New World Music
April 2012
‘America, you have it better’, exclaimed Johann Wolfgang von Goethe in 1827. While we could be forgiven for being a little more reticent today, there is no doubt that for the last century or more Europe and the Commonwealth has been in the thrall of America – culturally as much as politically.
One of the most potent signs of that dominance has been the rise to world-wide ubiquity of American popular music – first Jazz, then Rock and Roll, and then more recently urban Hip Hop and its variants. Quietly accompanying this rise, however, has been American contemporary classical music and throughout April and May the Melbourne Recital Centre and Melbourne Symphony Orchestra will give Melbourne audiences the chance to experience first-hand something of this music’s extraordinary vibrancy and variety.
Running from April 27 to May 5 the Metropolis New Music Festival (which evolved out of the long-running ‘Metropolis’ series formerly held at the Malthouse Theatre) will feature visits from recent Grammy Award-winning Chicago based chamber music ensemble ‘eighth blackbird’ (whose flautist, Timothy Munro, hails from Brisbane), and renowned composer Steve Reich. Local contributors to the festival include the innovative Syzygy Ensemble, professional vocal group The Consort of Melbourne, and of course the MSO itself.
Our fascination with all things American is in part an echo of nineteenth century European immigrant imaginings of America as a new Eden, a ‘new world’ no less. It was a utopian vision which the apparently hostile Australian interior seemed by comparison to scorn. By the turn of the twentieth century this vision of fertile expanses and vast unclaimed wealth met a new idea of American as the well-spring of world economic and technological development. The emerging great American industrial cities of New York and Chicago came to represent the quintessential modern, if not modernist, experience, and demanded a musical response that was equally radically new. Melbourne-born composer Percy Grainger was not alone in thinking British and European music, by comparison, was ‘hopelessly sunk in conventionality, sham intellectuality and parochialism’. Grainger instead longed for an ‘American (musical) Messiah.’

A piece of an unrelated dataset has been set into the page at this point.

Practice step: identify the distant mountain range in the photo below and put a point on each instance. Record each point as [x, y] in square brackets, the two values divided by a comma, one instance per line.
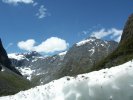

Ironically, it was a pupil of the archetypal European musical modernist, Arnold Schoenberg, who, more than any other, seemed to meet this desire for a radically new artistic approach to musical composition. Unlike Schoenberg, who continued to believe in the validity of the grand European musical tradition (albeit pushed to the very edge of destruction), John Cage felt no such loyalty. It was Cage who would tune twelve radios to different stations and call the resulting effect a work music; and in 1952 he composed 4’33”, a piece for any instrument or combination of instruments that consisted solely of four minutes and thirty-three seconds of curated silence.
While 4’33” has achieved a degree of notoriety, and with it, some penetration into broader popular cultural consciousness, arguably Cage and his fellow radical iconoclasts were ultimately no more successful than their European colleagues in attracting a broader public to their art. There is, however, a direct chain of influence from John Cage’s ideas to the movement we now know as American musical minimalism. Like Cage, minimalist composers strove to refocus our attention on music sounds as things in themselves; unlike Cage, however, minimalist composers have achieved an extraordinary degree of popular success. Names like Steve Reich, Philip Glass, and John Adams are indeed famous well beyond the classical music scene, and their music can be heard far beyond the confines of the concert hall.
The reasons for the popularity of their music lie in part because it taps into the 1960s Californian zeitgeist and its legacy that sought new, often Eastern-influenced, ways of seeing (and hearing) the world. But minimalist music also provided a renewed platform for the traditional building blocks of Western music like the simple triad, and thus this music was instantly more approachable than the music of the European-based avant-garde. It was only a matter of time before American composers also started to reclaim the traditional techniques of tonal music along with it. These ‘new tonalists’, the classical scene’s ‘new romantics’ perhaps, include phenomenally successful choral composers like Eric Whitacre, Morten Lauridsen, Steven Stucky and Edwin Fissinger. Their music is also featured in this Festival.
The triumph of minimalism brought with it an inevitable reaction, a post-minimalist style that attempted to fuse minimalist processes, modernistic dissonance, a new rhythmic complexity, and the counter-(high)-cultural authenticity of rock into a neo-modernist style, dubbed by its partisans ‘totalism’. Whatever we wish to call it, there is no escaping its extraordinary inventiveness and creative energy, and in the world of classical music, that in itself makes it worthy of our attention. Put together, all this music makes for a terrific excuse for a festival, and the MRC and MSO are to be commended for their bold programming. Melbourne audiences, whatever their professed ‘taste’ in music, classical or popular or not, have a myriad of good reasons to attend.
The Metropolis New Music Festival runs at the Melbourne Recital Centre from April 27 to May 5.